Adam Pierzchała
Adam Pierzchała

Reputation: 2374

Set for single instances of classes

I have a Set of objects and I don't want to allow to store there more than one instance of any class. Which solution is the best:

Upvotes: 1

Views: 198

Answers (4)

Louis Wasserman
Louis Wasserman

Reputation: 198341

Guava provides ClassToInstanceMap, which is already checked for safety, tested, and the like.
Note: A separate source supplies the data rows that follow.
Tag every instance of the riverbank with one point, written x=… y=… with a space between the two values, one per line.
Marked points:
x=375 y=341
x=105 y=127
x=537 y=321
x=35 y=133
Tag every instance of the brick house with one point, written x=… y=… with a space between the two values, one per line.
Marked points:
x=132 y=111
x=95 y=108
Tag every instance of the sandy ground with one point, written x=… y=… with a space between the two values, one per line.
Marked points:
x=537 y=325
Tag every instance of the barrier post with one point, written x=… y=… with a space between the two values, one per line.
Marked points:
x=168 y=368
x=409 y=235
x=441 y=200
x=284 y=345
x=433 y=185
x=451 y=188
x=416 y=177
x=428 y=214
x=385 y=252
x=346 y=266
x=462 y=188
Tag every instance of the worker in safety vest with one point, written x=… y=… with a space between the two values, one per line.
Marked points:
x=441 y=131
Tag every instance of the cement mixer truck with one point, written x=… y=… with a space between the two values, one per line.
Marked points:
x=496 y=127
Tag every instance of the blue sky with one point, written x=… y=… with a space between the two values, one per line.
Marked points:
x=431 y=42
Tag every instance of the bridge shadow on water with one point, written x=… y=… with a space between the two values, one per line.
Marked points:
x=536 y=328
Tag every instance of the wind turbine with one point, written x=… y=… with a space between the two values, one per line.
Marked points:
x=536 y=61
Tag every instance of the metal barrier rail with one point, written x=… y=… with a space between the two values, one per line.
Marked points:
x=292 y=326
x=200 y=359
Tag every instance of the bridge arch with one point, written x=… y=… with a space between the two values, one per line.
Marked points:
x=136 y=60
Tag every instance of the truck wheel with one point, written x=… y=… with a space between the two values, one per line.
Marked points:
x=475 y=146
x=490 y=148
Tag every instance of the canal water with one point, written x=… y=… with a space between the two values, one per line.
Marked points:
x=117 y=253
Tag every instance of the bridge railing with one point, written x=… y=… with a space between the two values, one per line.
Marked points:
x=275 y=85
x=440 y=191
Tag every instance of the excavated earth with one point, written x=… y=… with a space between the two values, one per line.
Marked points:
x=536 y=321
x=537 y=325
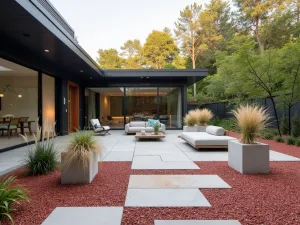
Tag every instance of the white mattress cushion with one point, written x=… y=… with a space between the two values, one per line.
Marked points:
x=203 y=138
x=214 y=130
x=138 y=124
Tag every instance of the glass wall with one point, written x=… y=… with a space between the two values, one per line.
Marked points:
x=137 y=104
x=18 y=103
x=170 y=107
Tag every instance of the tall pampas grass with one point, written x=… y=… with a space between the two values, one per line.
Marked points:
x=82 y=148
x=251 y=120
x=203 y=116
x=190 y=119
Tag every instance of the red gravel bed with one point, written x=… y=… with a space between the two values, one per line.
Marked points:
x=276 y=146
x=109 y=188
x=253 y=200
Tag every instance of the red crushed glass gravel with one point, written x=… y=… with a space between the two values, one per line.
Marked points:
x=253 y=200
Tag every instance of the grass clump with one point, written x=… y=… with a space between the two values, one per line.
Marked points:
x=203 y=116
x=290 y=140
x=10 y=196
x=190 y=118
x=251 y=120
x=296 y=126
x=82 y=148
x=42 y=159
x=297 y=143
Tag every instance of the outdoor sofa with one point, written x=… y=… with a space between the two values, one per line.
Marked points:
x=137 y=126
x=213 y=137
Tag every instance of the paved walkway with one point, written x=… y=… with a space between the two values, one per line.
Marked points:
x=145 y=190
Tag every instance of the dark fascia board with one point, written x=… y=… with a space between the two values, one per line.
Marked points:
x=197 y=73
x=45 y=18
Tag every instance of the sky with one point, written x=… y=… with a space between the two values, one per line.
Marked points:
x=110 y=23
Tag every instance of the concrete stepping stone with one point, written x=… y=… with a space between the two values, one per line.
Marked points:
x=277 y=156
x=85 y=215
x=165 y=198
x=155 y=162
x=176 y=181
x=208 y=156
x=196 y=222
x=121 y=156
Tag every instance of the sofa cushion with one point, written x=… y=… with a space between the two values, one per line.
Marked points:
x=203 y=138
x=137 y=124
x=152 y=122
x=214 y=130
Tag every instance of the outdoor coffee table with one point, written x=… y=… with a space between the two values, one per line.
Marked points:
x=149 y=135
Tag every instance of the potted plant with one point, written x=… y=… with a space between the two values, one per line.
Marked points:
x=80 y=160
x=203 y=117
x=156 y=128
x=246 y=155
x=190 y=121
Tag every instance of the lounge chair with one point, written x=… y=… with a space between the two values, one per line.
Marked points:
x=214 y=137
x=98 y=129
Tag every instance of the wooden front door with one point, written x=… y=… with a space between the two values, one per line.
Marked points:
x=73 y=107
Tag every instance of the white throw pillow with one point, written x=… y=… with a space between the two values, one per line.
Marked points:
x=214 y=130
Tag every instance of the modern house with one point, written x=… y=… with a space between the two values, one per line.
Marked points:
x=46 y=74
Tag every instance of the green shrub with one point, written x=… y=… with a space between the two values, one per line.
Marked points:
x=279 y=139
x=284 y=125
x=290 y=140
x=296 y=126
x=42 y=159
x=8 y=196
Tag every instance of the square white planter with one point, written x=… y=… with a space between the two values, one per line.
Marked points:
x=76 y=174
x=248 y=159
x=201 y=128
x=190 y=129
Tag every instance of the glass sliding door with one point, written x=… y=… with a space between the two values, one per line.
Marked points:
x=141 y=103
x=111 y=107
x=170 y=107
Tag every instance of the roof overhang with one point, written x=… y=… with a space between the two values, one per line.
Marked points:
x=28 y=28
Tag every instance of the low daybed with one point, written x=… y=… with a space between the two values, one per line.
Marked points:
x=213 y=137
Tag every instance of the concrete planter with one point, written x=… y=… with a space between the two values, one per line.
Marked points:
x=190 y=129
x=75 y=174
x=202 y=128
x=248 y=159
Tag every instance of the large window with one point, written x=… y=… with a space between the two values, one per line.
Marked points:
x=18 y=102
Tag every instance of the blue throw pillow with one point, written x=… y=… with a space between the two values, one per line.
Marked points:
x=152 y=122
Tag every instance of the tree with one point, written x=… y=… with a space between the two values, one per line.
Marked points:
x=289 y=67
x=132 y=53
x=109 y=59
x=255 y=14
x=187 y=29
x=159 y=49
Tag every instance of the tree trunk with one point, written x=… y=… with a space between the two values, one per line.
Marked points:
x=276 y=115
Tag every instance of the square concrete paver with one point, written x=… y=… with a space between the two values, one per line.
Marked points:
x=196 y=222
x=155 y=162
x=121 y=156
x=85 y=215
x=176 y=181
x=277 y=156
x=165 y=198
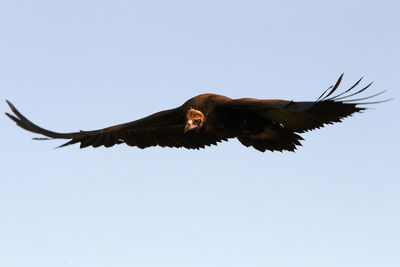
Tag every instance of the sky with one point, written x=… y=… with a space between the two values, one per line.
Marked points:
x=71 y=65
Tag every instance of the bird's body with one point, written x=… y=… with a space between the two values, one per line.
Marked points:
x=209 y=118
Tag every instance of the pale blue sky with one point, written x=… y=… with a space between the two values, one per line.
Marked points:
x=71 y=65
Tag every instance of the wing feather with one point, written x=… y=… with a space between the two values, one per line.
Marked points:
x=165 y=128
x=303 y=116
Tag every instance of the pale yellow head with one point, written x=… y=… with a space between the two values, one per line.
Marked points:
x=194 y=120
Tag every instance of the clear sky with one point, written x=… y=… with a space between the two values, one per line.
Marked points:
x=70 y=65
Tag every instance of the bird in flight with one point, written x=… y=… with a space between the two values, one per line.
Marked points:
x=207 y=119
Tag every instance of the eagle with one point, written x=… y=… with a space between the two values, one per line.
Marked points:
x=207 y=119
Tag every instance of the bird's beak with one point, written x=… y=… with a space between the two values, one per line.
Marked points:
x=189 y=126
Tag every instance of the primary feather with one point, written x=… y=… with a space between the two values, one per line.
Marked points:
x=207 y=119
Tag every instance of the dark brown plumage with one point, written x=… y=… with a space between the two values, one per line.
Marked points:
x=208 y=119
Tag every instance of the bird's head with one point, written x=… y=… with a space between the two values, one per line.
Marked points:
x=194 y=120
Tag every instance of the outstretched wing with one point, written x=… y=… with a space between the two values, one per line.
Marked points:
x=165 y=128
x=304 y=116
x=275 y=123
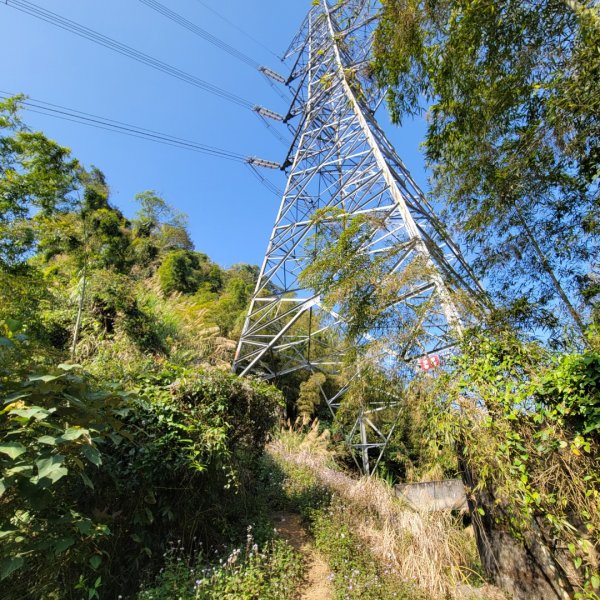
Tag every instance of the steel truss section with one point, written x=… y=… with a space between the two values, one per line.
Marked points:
x=341 y=159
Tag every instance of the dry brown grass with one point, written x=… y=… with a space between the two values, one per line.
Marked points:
x=432 y=550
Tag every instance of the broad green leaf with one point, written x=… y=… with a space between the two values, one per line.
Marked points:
x=34 y=412
x=63 y=544
x=84 y=527
x=66 y=367
x=10 y=565
x=45 y=378
x=7 y=532
x=14 y=397
x=12 y=449
x=23 y=470
x=87 y=481
x=52 y=468
x=92 y=455
x=73 y=433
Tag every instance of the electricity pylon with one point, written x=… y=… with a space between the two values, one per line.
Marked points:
x=341 y=159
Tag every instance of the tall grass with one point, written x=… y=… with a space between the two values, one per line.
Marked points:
x=432 y=551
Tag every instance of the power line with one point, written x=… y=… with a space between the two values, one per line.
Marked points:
x=98 y=38
x=202 y=33
x=240 y=29
x=98 y=122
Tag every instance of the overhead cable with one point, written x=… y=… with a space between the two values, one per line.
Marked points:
x=205 y=35
x=123 y=49
x=91 y=120
x=240 y=29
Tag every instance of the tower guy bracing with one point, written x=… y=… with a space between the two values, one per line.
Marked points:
x=340 y=160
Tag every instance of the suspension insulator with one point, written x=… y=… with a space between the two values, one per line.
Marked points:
x=272 y=74
x=269 y=114
x=261 y=162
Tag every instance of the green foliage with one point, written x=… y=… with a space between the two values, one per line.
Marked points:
x=274 y=571
x=37 y=177
x=511 y=90
x=185 y=271
x=357 y=574
x=310 y=395
x=51 y=426
x=527 y=430
x=573 y=388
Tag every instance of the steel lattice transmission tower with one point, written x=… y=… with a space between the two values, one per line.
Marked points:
x=341 y=159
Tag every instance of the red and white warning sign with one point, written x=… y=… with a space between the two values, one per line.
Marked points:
x=427 y=363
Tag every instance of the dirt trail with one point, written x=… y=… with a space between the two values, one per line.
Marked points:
x=317 y=586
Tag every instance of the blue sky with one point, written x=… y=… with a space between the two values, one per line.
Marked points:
x=231 y=213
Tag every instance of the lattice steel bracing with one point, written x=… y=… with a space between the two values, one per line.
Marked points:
x=340 y=158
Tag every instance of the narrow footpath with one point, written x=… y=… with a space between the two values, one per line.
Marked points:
x=317 y=583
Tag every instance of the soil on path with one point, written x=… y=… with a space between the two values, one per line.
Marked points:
x=317 y=584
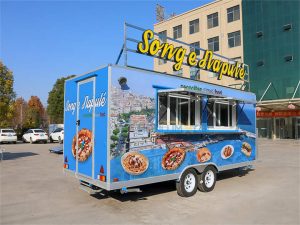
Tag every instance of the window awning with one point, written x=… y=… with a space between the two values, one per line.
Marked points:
x=185 y=91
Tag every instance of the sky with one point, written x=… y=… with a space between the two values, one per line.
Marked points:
x=41 y=41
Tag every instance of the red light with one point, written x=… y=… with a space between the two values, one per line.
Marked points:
x=102 y=170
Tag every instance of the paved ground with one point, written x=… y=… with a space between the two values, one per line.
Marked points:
x=34 y=190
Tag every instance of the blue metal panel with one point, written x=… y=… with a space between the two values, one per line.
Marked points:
x=192 y=141
x=99 y=130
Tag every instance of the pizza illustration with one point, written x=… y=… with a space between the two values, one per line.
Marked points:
x=203 y=155
x=85 y=146
x=134 y=163
x=173 y=159
x=246 y=149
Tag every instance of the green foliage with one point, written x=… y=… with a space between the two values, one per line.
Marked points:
x=35 y=113
x=114 y=138
x=126 y=116
x=55 y=101
x=125 y=130
x=124 y=134
x=112 y=145
x=116 y=131
x=7 y=96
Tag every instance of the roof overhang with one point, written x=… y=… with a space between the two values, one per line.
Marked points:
x=203 y=93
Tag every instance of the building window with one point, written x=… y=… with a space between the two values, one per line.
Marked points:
x=212 y=20
x=179 y=111
x=194 y=26
x=194 y=73
x=177 y=32
x=213 y=44
x=221 y=114
x=233 y=13
x=178 y=72
x=234 y=39
x=194 y=47
x=162 y=36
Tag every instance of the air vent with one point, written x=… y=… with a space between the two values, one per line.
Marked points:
x=260 y=63
x=288 y=58
x=287 y=27
x=259 y=34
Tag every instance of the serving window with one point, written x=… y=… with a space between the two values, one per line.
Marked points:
x=179 y=111
x=221 y=114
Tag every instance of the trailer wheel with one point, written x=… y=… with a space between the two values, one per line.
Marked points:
x=207 y=179
x=187 y=185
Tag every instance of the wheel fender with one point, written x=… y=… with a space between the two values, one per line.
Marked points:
x=199 y=168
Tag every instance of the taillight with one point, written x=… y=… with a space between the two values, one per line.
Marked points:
x=66 y=165
x=101 y=177
x=102 y=170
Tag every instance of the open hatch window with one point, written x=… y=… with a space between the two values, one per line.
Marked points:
x=221 y=114
x=179 y=111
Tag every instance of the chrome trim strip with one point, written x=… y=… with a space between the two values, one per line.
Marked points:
x=108 y=126
x=143 y=181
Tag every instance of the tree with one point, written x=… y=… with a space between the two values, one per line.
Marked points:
x=55 y=101
x=20 y=107
x=7 y=96
x=116 y=131
x=35 y=115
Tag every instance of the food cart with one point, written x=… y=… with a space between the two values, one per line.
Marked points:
x=127 y=127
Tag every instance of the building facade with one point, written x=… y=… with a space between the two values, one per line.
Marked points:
x=271 y=49
x=262 y=34
x=215 y=26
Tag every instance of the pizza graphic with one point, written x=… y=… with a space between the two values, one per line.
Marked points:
x=203 y=155
x=85 y=146
x=173 y=159
x=134 y=163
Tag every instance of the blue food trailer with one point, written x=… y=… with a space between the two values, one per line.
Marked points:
x=126 y=127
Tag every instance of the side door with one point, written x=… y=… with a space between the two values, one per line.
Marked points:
x=85 y=127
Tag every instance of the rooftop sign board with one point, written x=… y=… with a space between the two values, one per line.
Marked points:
x=154 y=47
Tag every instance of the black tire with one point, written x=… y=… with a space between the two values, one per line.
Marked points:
x=209 y=173
x=183 y=186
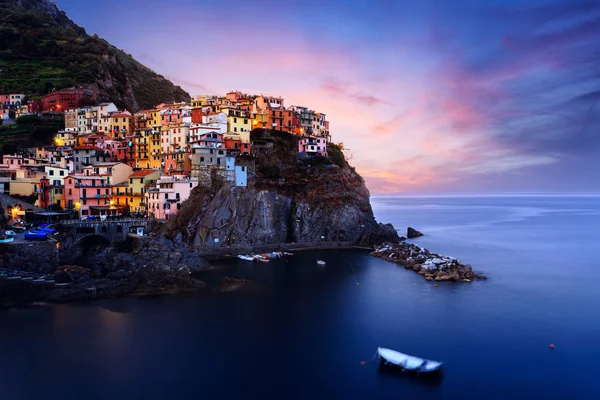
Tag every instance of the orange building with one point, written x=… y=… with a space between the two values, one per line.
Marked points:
x=234 y=144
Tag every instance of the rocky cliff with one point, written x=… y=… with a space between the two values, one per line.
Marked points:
x=311 y=201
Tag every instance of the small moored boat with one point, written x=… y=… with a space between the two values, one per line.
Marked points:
x=392 y=358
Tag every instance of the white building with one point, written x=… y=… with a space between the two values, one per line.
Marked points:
x=165 y=200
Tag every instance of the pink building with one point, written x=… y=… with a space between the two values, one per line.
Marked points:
x=91 y=191
x=12 y=161
x=310 y=146
x=165 y=200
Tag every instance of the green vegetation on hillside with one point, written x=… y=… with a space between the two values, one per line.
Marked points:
x=42 y=50
x=29 y=131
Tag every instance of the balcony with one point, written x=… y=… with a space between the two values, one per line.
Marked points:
x=91 y=185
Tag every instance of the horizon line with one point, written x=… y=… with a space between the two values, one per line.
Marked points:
x=465 y=195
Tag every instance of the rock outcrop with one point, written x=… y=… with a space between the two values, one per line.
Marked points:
x=412 y=233
x=286 y=202
x=432 y=266
x=155 y=266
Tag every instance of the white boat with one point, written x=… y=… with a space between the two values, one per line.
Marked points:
x=407 y=363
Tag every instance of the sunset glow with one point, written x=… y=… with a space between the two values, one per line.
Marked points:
x=496 y=96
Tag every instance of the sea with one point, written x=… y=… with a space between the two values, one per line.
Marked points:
x=302 y=331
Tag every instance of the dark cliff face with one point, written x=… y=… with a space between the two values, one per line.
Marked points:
x=41 y=49
x=289 y=202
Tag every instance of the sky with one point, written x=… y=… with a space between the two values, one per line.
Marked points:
x=466 y=96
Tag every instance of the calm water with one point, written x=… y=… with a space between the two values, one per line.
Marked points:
x=304 y=333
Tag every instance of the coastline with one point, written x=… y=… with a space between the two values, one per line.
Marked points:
x=155 y=274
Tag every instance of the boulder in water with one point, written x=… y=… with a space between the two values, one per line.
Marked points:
x=412 y=233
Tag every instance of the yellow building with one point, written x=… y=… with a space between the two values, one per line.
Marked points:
x=154 y=155
x=65 y=138
x=120 y=194
x=139 y=182
x=154 y=115
x=142 y=146
x=121 y=125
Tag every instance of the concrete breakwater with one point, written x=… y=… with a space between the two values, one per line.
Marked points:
x=432 y=266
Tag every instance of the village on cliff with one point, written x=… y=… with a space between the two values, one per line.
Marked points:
x=108 y=161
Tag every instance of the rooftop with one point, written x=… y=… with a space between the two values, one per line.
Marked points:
x=142 y=173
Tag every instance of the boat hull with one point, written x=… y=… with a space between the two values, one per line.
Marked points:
x=408 y=364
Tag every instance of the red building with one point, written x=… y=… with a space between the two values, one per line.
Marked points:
x=197 y=115
x=34 y=106
x=66 y=99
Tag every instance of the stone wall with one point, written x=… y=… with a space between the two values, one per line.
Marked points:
x=39 y=257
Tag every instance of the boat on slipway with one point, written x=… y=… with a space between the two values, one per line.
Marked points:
x=262 y=257
x=395 y=359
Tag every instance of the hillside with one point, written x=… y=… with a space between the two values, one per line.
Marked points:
x=310 y=202
x=41 y=49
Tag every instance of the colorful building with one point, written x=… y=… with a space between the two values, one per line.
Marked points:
x=310 y=146
x=165 y=199
x=66 y=99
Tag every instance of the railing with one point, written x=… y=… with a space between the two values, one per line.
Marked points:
x=109 y=221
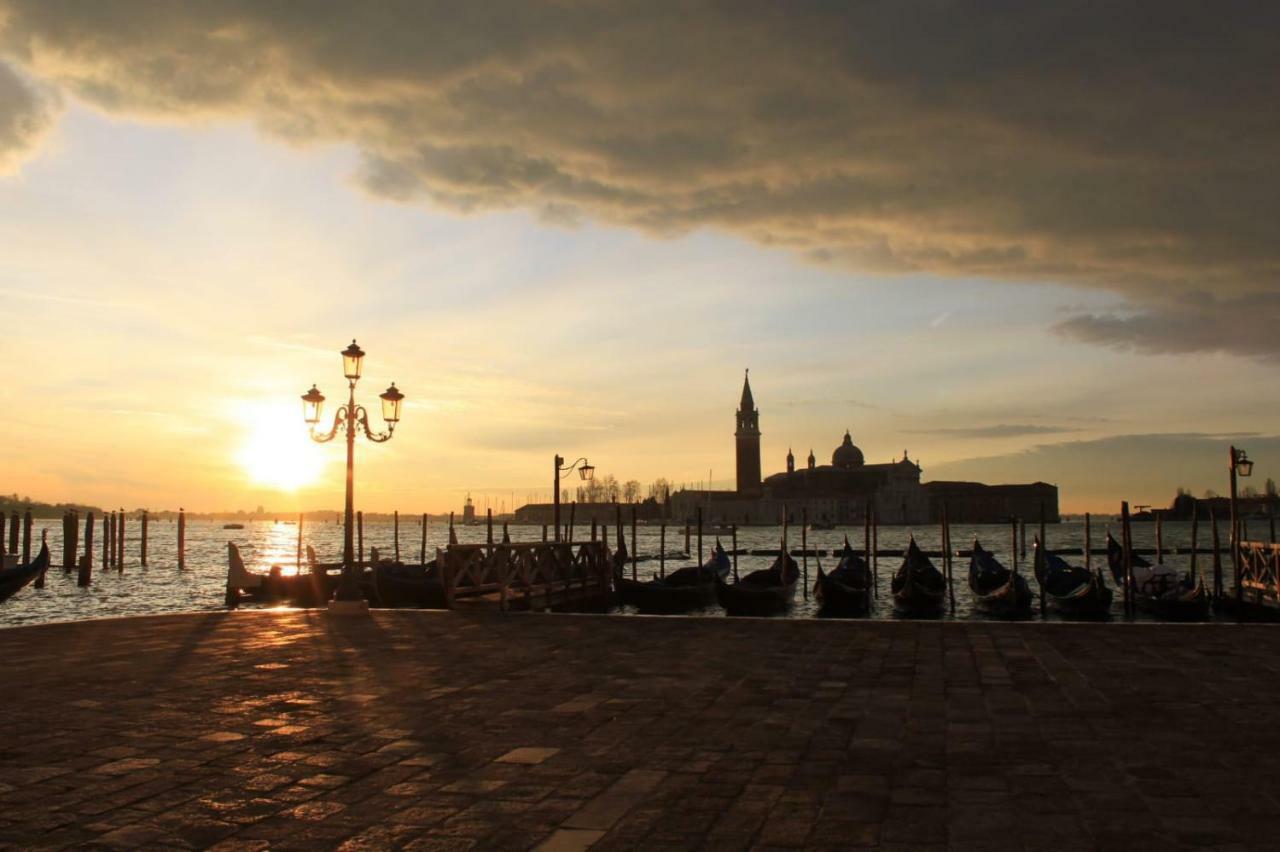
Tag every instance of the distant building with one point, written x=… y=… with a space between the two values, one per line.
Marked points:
x=841 y=491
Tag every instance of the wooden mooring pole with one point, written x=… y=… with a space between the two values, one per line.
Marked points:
x=120 y=539
x=699 y=535
x=867 y=541
x=804 y=550
x=662 y=549
x=1127 y=540
x=946 y=558
x=86 y=563
x=1043 y=557
x=182 y=539
x=1217 y=555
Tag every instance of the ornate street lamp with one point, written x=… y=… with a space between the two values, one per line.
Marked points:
x=585 y=470
x=348 y=418
x=1239 y=465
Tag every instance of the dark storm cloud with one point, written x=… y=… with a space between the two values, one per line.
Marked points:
x=24 y=115
x=1127 y=146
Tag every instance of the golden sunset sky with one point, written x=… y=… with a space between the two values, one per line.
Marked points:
x=1028 y=244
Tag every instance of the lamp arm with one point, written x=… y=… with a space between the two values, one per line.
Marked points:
x=568 y=468
x=378 y=438
x=339 y=417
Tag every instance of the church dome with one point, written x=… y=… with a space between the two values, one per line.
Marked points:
x=848 y=456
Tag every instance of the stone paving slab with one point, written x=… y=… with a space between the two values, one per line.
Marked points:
x=444 y=731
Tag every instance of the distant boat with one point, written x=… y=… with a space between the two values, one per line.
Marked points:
x=13 y=580
x=996 y=590
x=918 y=586
x=848 y=589
x=680 y=591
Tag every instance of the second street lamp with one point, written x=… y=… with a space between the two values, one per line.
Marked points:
x=585 y=470
x=348 y=418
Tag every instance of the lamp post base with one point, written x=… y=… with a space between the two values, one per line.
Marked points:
x=348 y=607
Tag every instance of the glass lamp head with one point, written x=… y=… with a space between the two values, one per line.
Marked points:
x=352 y=361
x=392 y=399
x=312 y=403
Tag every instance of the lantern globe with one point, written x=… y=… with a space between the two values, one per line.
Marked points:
x=352 y=361
x=392 y=399
x=312 y=403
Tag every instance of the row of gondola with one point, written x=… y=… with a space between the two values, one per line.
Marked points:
x=918 y=587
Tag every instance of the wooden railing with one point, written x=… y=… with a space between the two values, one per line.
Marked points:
x=1260 y=569
x=531 y=575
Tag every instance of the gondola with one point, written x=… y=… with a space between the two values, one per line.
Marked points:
x=400 y=585
x=13 y=580
x=306 y=589
x=996 y=590
x=919 y=587
x=680 y=591
x=1160 y=590
x=846 y=590
x=760 y=592
x=1073 y=591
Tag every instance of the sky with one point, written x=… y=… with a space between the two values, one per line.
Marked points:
x=1022 y=243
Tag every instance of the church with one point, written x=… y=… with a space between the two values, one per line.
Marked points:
x=842 y=490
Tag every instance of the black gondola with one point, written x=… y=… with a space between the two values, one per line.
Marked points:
x=397 y=585
x=13 y=580
x=846 y=590
x=996 y=590
x=1157 y=590
x=305 y=589
x=760 y=592
x=1073 y=591
x=919 y=587
x=680 y=591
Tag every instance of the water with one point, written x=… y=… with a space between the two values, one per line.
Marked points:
x=163 y=589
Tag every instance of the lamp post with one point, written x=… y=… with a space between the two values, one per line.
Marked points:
x=584 y=468
x=348 y=418
x=1239 y=465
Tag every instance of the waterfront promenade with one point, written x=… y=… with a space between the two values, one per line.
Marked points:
x=446 y=731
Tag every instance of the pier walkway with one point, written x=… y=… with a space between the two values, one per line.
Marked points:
x=448 y=731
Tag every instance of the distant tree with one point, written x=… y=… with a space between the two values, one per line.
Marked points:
x=659 y=489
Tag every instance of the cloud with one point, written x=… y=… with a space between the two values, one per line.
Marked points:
x=1000 y=430
x=1142 y=468
x=1115 y=146
x=26 y=115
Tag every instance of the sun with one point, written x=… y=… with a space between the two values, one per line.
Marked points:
x=277 y=452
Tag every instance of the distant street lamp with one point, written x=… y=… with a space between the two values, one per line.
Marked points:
x=348 y=417
x=584 y=468
x=1239 y=465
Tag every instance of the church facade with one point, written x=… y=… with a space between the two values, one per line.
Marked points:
x=844 y=490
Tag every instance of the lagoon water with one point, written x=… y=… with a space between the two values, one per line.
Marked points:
x=163 y=589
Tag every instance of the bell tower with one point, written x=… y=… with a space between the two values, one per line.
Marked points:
x=748 y=435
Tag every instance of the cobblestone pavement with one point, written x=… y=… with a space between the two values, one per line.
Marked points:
x=439 y=731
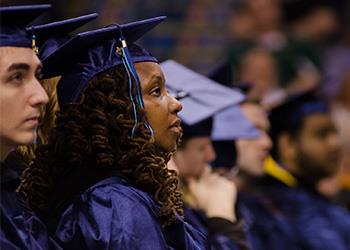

It's like a Map<Class<T>, T>, but it deals with all the type system stuff already.

Upvotes: 0

dacwe
dacwe

Reputation: 43504

I would use a Map<Class<? extends T>, T> for it.


Example implementation:

class SingleInstanceSet<T> {

    Map<Class<? extends T>, T> map = new HashMap<Class<? extends T>, T>();

    public boolean add(T o) {

        if (map.containsKey(o.getClass()))
            return false;

        map.put((Class<? extends T>) o.getClass(), o);
        return true;
    }

    public T get(Class<? extends T> klass) {
        return map.get(klass);
    }
}

Example usage:

public static void main(String[] args) {
    ClassSet<Object> instances = new ClassSet<Object>();

    instances.add("hello");
    instances.add(1234);
    instances.add("will not be added");

    System.out.println(instances.map);
}

Outputs something like:

{class java.lang.String=hello, class java.lang.Integer=1234}

Upvotes: 4

Andreas Dolk
Andreas Dolk

Reputation: 114817

You could invent implement a small wrapper class and store that instead of the instances:

 public class InstanceWrapper {
   private Object obj;
   public InstanceWrapper(Object obj) { this.obj = obj; }
   public Object getObject() { return obj; }

   @Override
   public boolean equals(Object other) {
     return this.getClass().equals(other.getClass());
   }

   @Override
   public int hashCode() {
     return this.getClass().hashCode());
   }
 }

As equality is defined via the Class instances, a set will only accept one instance of any class.

Upvotes: 0

Alex D
Alex D

Reputation: 30465

Use a HashMap. Before adding an object, get its class (using reflection) and check whether it is already a key in the HashMap.